This article is intended for beginners who want to setup Hadoop debug environment, i.e., debugging Namenode, Datanode and Map Reduce APIs. This will help in better understanding of the framework itself. Being a Microsoft developer, I was new to Java, IntelliJ IDEA and Hadoop development. The reason why I wrote this article is I struggled for a couple of days to setup debug environment as I didn't get complete details online. However I had a strong feeling of learning this wonderful bigdata technology and that helped me cross all the hurdles.:) I hope this article helps those who want to start learning hadoop from scratch.
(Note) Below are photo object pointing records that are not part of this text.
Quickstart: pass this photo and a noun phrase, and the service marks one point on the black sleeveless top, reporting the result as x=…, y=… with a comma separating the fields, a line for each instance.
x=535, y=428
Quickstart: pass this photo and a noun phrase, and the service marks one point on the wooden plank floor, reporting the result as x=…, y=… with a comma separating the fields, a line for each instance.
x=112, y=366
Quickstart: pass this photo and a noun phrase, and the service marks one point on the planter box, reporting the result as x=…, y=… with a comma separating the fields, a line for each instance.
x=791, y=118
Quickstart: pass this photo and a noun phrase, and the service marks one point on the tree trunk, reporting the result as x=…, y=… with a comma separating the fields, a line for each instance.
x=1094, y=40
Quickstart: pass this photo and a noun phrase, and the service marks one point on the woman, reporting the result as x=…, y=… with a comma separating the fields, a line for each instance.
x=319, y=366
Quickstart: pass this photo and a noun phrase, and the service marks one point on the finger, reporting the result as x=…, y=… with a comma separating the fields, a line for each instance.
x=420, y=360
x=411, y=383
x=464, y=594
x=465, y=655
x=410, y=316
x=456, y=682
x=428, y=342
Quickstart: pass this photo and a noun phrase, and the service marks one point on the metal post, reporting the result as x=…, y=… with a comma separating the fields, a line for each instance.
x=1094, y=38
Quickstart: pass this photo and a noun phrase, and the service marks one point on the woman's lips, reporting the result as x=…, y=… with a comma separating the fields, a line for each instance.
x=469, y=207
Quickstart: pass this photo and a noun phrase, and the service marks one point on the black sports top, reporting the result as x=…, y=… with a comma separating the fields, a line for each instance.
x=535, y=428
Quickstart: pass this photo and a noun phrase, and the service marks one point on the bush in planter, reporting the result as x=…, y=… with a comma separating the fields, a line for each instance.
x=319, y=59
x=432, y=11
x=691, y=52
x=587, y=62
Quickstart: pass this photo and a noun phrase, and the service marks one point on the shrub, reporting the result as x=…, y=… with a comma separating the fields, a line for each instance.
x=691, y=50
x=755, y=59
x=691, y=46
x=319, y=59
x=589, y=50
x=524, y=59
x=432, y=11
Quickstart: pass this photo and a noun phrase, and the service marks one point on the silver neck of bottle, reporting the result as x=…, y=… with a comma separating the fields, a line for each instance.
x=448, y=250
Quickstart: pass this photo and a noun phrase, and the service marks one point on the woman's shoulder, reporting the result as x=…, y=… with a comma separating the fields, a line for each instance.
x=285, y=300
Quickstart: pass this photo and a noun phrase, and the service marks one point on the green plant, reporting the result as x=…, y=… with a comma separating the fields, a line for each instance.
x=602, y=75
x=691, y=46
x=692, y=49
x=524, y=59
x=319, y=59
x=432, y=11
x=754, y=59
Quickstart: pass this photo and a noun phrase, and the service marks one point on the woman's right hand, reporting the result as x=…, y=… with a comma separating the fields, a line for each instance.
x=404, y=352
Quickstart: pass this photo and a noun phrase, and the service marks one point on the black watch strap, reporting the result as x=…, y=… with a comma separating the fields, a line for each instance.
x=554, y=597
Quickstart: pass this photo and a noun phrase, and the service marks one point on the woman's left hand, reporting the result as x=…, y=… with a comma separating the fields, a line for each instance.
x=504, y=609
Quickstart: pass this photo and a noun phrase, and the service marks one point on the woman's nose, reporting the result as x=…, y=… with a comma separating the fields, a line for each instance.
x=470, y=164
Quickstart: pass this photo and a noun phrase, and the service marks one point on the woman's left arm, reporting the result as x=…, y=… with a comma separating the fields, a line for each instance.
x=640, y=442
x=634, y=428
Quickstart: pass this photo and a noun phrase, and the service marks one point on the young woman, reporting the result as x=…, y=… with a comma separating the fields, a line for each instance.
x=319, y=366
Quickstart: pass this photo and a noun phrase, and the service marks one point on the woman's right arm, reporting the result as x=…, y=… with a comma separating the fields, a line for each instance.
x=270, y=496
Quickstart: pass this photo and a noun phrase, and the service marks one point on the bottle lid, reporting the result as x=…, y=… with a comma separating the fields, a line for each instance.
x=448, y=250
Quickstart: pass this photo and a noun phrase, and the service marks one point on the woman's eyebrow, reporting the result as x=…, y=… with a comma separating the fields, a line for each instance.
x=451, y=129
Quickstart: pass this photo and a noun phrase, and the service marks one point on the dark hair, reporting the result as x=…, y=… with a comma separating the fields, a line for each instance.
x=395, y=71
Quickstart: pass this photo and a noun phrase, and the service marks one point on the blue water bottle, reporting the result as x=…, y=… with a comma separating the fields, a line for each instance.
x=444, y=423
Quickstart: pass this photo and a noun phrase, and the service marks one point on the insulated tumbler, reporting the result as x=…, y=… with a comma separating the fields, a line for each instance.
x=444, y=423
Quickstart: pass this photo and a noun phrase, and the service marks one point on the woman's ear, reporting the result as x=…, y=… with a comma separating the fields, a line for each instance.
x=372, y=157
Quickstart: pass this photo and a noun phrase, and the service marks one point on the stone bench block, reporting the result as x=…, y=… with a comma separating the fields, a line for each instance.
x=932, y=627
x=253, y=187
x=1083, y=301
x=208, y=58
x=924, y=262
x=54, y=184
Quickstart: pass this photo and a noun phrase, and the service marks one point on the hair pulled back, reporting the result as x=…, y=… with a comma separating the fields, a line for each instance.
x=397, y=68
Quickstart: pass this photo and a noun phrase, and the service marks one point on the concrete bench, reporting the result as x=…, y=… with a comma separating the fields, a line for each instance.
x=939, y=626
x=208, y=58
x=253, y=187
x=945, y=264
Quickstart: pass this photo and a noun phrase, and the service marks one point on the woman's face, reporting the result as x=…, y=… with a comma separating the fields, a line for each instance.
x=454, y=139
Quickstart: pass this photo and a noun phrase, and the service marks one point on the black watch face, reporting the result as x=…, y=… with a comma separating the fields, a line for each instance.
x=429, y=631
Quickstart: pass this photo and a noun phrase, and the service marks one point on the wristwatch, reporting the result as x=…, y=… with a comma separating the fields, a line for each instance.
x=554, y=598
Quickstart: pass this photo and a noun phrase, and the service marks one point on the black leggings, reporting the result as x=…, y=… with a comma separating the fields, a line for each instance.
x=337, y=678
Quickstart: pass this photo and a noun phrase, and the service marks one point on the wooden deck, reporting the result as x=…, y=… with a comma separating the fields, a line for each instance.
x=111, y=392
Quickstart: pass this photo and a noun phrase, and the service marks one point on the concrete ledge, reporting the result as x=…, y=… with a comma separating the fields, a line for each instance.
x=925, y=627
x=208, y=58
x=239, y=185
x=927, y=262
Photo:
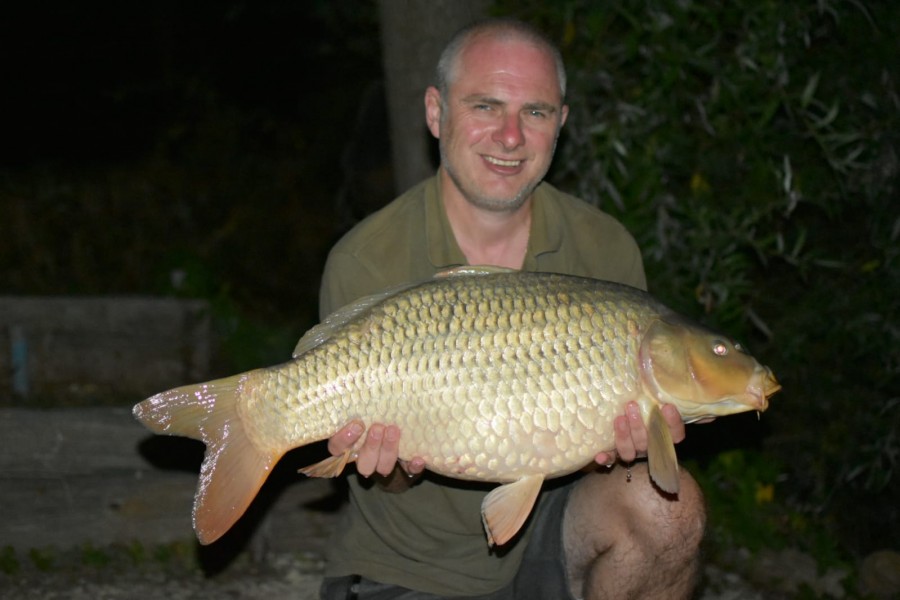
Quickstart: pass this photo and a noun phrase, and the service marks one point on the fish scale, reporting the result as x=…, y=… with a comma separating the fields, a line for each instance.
x=490, y=375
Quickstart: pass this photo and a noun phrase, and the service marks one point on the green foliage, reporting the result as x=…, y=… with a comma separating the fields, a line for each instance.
x=751, y=147
x=9, y=562
x=42, y=559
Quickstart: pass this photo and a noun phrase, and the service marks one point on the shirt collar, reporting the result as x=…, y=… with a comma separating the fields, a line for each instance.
x=444, y=252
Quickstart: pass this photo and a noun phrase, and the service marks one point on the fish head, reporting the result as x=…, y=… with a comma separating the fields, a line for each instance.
x=703, y=373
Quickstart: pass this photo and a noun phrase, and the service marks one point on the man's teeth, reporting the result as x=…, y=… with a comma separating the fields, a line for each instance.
x=503, y=163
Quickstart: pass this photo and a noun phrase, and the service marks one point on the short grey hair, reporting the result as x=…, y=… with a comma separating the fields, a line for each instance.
x=503, y=29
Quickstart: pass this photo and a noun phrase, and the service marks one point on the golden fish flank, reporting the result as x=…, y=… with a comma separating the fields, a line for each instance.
x=491, y=375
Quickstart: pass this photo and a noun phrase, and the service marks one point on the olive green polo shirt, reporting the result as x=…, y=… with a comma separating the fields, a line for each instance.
x=430, y=537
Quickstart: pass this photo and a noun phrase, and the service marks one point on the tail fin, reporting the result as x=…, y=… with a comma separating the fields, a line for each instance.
x=233, y=467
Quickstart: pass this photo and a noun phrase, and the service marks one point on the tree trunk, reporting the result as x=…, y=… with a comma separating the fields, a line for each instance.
x=413, y=33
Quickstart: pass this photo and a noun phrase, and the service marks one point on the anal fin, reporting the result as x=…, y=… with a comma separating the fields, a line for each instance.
x=661, y=457
x=506, y=508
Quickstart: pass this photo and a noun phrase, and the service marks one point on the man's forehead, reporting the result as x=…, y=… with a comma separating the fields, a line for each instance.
x=488, y=65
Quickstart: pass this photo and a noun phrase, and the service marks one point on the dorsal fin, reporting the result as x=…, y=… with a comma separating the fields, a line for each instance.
x=472, y=270
x=336, y=320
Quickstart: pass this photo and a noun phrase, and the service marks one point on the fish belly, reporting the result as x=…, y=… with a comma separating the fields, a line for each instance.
x=484, y=384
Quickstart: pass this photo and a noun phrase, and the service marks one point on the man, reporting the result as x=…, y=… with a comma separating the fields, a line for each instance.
x=497, y=112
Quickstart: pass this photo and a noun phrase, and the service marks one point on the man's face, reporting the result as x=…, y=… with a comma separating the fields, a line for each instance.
x=499, y=125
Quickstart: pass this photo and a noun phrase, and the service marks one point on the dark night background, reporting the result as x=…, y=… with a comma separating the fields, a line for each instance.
x=216, y=150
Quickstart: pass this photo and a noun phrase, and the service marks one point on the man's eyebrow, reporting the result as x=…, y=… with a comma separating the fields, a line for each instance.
x=482, y=99
x=541, y=106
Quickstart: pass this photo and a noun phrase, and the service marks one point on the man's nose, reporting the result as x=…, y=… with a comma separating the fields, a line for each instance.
x=510, y=134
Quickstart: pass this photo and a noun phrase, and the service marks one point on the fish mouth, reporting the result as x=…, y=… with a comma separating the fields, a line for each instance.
x=767, y=386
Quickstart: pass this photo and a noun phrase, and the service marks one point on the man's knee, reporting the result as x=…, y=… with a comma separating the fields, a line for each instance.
x=637, y=509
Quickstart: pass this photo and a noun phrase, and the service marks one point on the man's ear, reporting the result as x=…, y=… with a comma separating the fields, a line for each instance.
x=433, y=111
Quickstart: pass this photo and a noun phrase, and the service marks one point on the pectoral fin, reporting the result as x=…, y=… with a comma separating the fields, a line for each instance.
x=661, y=456
x=331, y=466
x=505, y=509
This article is divided into two parts:
- Part 1. Running HDFS by building the source code
- Part 2. Setting up debug environment using IntelliJ
In general, Hadoop technology consists of two parts - data storage and analyzing the stored data.
HDFS (Hadoop Distributed File System) that stores and manages data and MapReduce framework that does data analysis job.
HDFS consists of Namenode to manage metadata of file system and several Datanodes to store the data.
I assume the reader has sufficient understanding of the basics of Hadoop architecture. If not, please spend some time learning and come back to this article. I suggest reading Tom White's "Hadoop, The Definitive Guide" book.
Namenode and Datanode are implemented as Linux daemons and both exposes RPC and HTTP interfaces for communication.
Namenode RPC interface listen on port 8020 by default and HTTP interface on port 50070 by default.
Datanode RPC interface listen on port 50010 by default and HTTP interface on port 50075.
These ports can be overridden using the configuration.
The Namenode and Datanode runs on their own JVM process. So we can run them on the same machine with some simple configuration changes.
I've used Ubuntu 14.x Linux VM on my Windows box.
- Install Java SDK 1.8
Run the below commands on your command prompt and Ubuntu will install sdk on your machine.
sudo apt-add-repository ppa:webupd8team/java
sudo apt-get update
sudo apt-get install oracle-java8-installer
Verify the installation by running
java -version on command prompt. On my machine, it displays as below.
java version "1.8.0_65"
Java(TM) SE Runtime Environment (build 1.8.0_65-b17)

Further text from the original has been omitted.